Numbers can be regarded as product of its factors. For example,
8 = 2 x 2 x 2;
= 2 x 4.
Write a function that takes an integer n and return all possible combinations of its factors.
Note:
You may assume that n is always positive.
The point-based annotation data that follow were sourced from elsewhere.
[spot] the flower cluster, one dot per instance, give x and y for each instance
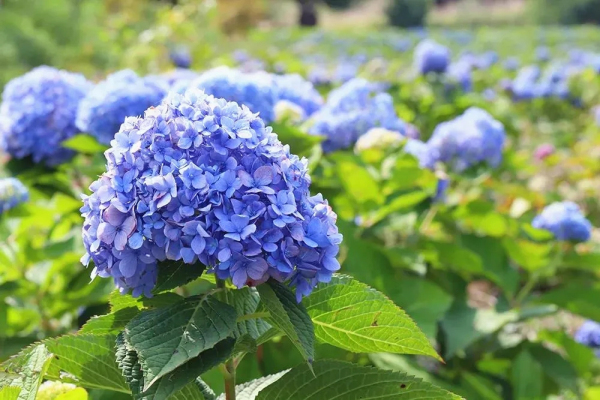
(430, 56)
(468, 140)
(350, 111)
(12, 193)
(38, 113)
(123, 94)
(255, 90)
(565, 221)
(588, 334)
(297, 90)
(201, 179)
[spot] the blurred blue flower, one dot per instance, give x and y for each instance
(565, 220)
(470, 139)
(234, 200)
(12, 193)
(297, 90)
(350, 111)
(256, 90)
(38, 113)
(181, 57)
(123, 94)
(430, 56)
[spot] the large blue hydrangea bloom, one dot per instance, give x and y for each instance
(351, 111)
(297, 90)
(430, 56)
(38, 113)
(565, 220)
(12, 193)
(468, 140)
(123, 94)
(201, 179)
(255, 90)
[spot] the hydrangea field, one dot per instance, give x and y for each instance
(306, 215)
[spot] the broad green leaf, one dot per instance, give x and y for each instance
(527, 378)
(576, 296)
(111, 323)
(299, 141)
(249, 390)
(334, 379)
(289, 316)
(119, 301)
(9, 393)
(180, 378)
(168, 337)
(246, 301)
(26, 371)
(87, 361)
(85, 144)
(173, 274)
(424, 301)
(355, 317)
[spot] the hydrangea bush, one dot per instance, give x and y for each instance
(201, 179)
(38, 113)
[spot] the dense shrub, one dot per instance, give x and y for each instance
(407, 13)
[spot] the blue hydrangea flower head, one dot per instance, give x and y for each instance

Factors should be greater than 1 and less than n.
Example 1:
Input: 1
Output: []
Example 2:
Input: 37
Output:[]
Example 3:
Input: 12
Output:
[
[2, 6],
[2, 2, 3],
[3, 4]
]
Example 4:
Input: 32
Output:
[
[2, 16],
[2, 2, 8],
[2, 2, 2, 4],
[2, 2, 2, 2, 2],
[2, 4, 4],
[4, 8]
]
combination
standard DFS
// for (int i = start; i <= n; i++) {注意i可以等于N
class Solution {
public List<List<Integer>> getFactors(int n) {
List<List<Integer>> ans = new ArrayList<>();
if ( n <= 1) {
return ans;
}
dfs(ans, new ArrayList<>(), n, 2);
return ans;
}
public void dfs(List<List<Integer>> ans, ArrayList<Integer> part, int n, int start) {
if (n == 1) {
if (part.size() > 1) {
ans.add(new ArrayList<Integer>(part));
return;
}
}
for (int i = start; i <= n; i++) {
if (n % i == 0) {
part.add(i);
dfs(ans, part, n / i, i);
part.remove(part.size() - 1);
}
}
}
}